In Bremen West und Bremen Nord wird bislang offenbar noch gar keine aufsuchende Arbeit betrieben. Bernd Krause vom Amt für Soziale Dienste West sieht dazu in der jetzigen Personalsituation keine Möglichkeit: „Auch die großen Jugendhäuser haben gerade mal drei Mitarbeiter - da ist es nicht möglich, auch noch zur aufsuchenden Arbeit rauszugehen.“Ach, meint dazu Hans-Günther Schwalm vom Amt für Soziale Dienste Süd, die Freizis könnten doch darüber nachdenken, ob sie nicht einzelne Räume mitsamt Schlüsseln an Cliquen abgeben sollten.

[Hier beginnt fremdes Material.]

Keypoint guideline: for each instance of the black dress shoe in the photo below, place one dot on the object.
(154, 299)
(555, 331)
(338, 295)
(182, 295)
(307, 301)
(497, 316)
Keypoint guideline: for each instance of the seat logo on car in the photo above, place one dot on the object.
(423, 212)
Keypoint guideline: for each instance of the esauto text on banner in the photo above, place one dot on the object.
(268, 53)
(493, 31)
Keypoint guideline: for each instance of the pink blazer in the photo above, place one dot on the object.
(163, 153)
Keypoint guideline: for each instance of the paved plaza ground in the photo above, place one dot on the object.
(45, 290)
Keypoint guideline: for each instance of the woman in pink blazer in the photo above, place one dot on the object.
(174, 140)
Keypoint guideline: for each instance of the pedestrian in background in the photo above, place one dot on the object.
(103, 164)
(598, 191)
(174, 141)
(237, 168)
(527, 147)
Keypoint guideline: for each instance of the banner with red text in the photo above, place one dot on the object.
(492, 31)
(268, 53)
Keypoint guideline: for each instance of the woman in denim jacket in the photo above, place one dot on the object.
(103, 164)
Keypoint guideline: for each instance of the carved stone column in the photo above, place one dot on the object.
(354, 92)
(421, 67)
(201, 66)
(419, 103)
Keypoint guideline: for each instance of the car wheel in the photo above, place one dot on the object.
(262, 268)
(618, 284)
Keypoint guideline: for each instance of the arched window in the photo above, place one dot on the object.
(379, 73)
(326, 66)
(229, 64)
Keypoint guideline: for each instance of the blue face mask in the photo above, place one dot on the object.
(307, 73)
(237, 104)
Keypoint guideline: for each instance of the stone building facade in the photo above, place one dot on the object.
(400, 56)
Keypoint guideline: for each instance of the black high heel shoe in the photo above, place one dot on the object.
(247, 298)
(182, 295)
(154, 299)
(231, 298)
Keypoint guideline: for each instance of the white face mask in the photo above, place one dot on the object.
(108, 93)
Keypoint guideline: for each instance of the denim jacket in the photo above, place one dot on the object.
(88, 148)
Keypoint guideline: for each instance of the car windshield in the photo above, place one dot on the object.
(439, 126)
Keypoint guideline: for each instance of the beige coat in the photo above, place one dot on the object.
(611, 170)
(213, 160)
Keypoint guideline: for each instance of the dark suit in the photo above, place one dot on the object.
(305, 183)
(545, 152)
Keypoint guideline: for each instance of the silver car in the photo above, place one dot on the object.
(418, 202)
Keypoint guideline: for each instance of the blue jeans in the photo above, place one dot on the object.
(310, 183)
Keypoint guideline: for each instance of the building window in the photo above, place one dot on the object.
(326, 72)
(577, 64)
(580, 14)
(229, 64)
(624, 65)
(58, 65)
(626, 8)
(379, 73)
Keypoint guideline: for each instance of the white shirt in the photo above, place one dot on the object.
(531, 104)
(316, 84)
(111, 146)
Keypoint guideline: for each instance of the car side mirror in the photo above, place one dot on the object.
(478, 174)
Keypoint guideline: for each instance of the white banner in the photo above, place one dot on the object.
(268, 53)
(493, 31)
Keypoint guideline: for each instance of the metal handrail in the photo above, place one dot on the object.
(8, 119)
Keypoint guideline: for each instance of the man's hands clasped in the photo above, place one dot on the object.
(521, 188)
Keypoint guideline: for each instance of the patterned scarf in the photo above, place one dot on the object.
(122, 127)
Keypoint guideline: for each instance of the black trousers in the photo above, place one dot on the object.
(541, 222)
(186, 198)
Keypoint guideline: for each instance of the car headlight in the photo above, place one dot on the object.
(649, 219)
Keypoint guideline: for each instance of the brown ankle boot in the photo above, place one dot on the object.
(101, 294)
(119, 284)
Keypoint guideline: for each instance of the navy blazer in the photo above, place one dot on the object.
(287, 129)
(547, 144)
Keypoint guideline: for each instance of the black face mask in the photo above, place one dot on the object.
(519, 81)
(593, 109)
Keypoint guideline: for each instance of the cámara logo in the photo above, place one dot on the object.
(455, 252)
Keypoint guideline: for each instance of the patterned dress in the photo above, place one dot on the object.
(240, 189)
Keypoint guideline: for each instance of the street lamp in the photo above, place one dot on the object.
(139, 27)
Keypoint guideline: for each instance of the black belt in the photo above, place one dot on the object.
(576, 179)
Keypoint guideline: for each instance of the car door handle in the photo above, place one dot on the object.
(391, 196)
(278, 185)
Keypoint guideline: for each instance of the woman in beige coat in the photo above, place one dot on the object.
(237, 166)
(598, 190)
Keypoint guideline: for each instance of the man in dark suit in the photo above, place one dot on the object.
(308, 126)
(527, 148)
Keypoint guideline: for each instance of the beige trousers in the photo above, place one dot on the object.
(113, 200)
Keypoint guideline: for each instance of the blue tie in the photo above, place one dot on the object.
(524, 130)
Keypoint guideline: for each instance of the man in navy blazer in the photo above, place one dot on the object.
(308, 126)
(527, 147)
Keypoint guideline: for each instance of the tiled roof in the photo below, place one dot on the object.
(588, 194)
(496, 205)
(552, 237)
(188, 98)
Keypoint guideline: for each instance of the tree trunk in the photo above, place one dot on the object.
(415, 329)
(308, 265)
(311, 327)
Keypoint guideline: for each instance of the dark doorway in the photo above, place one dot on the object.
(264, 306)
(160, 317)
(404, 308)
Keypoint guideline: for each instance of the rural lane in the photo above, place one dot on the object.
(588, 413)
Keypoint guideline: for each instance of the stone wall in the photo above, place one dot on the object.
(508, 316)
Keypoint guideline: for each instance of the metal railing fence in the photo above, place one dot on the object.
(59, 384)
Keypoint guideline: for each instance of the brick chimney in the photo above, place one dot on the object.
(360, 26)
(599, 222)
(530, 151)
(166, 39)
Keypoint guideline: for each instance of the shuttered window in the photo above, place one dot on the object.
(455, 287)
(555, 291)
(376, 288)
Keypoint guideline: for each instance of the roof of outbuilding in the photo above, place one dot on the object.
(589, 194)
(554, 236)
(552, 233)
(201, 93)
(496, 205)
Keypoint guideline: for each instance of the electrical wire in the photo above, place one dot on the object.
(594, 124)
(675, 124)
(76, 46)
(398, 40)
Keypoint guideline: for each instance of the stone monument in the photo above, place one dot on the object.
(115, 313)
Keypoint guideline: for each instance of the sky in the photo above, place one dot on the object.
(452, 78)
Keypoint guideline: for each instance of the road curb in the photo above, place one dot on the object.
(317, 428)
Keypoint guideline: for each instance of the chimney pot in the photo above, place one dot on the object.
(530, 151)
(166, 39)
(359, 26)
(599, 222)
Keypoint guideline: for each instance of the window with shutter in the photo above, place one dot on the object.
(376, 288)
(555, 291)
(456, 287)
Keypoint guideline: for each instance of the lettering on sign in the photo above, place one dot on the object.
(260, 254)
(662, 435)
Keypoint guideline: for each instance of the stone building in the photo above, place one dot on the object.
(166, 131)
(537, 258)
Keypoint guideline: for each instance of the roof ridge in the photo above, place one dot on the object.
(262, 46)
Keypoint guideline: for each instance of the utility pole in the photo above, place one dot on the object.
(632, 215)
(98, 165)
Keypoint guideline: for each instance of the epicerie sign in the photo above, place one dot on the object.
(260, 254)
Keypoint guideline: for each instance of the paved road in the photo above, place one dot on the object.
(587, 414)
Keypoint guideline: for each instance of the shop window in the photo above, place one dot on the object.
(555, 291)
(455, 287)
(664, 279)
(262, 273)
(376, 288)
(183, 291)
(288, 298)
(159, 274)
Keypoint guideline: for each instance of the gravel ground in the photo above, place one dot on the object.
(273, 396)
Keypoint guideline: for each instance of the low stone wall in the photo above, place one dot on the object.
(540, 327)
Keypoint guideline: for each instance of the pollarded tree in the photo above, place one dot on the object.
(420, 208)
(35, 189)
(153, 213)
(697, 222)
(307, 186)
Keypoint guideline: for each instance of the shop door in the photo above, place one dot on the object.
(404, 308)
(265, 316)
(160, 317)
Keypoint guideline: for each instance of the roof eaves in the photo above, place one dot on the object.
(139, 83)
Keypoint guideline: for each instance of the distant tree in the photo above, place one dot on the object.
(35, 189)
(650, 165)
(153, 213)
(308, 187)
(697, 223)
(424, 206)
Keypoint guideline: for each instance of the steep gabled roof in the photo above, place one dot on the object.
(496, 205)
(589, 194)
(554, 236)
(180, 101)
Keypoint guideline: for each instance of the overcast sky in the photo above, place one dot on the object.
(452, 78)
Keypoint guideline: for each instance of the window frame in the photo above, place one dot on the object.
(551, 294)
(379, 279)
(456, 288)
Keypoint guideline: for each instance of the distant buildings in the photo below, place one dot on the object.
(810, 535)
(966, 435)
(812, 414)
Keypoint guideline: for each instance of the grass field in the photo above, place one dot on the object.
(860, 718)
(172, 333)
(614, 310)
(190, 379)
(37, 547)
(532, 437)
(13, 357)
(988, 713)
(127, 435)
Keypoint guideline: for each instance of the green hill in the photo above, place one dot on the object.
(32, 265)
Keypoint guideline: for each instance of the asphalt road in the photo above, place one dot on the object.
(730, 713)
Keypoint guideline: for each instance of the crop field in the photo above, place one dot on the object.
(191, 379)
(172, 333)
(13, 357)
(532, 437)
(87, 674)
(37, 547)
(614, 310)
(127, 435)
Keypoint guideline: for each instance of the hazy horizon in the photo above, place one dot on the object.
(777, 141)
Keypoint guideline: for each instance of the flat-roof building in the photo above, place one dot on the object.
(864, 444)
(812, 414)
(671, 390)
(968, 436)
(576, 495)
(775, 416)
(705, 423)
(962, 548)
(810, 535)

Was eigentlich sollen die Streetworker den Jugendlichen anbieten, nur sich selbst zum Gespräch, einen Raum? Die Berliner haben zum Beispiel in Kreuzberg große Graffiti-Wettbewerbe gemacht, oder fahren die Jugendlichen mit dem Kleinbus in verfeindete Quartiere. Räume seien gar nicht immer das Wichtigste, im Sommer werde schließlich die ganze Stadt zum Abenteuerspielplatz. Im Bremer Umland geht ein Sozialarbeiter mit seiner Clique angeln – da werden auch die Wildesten ruhig.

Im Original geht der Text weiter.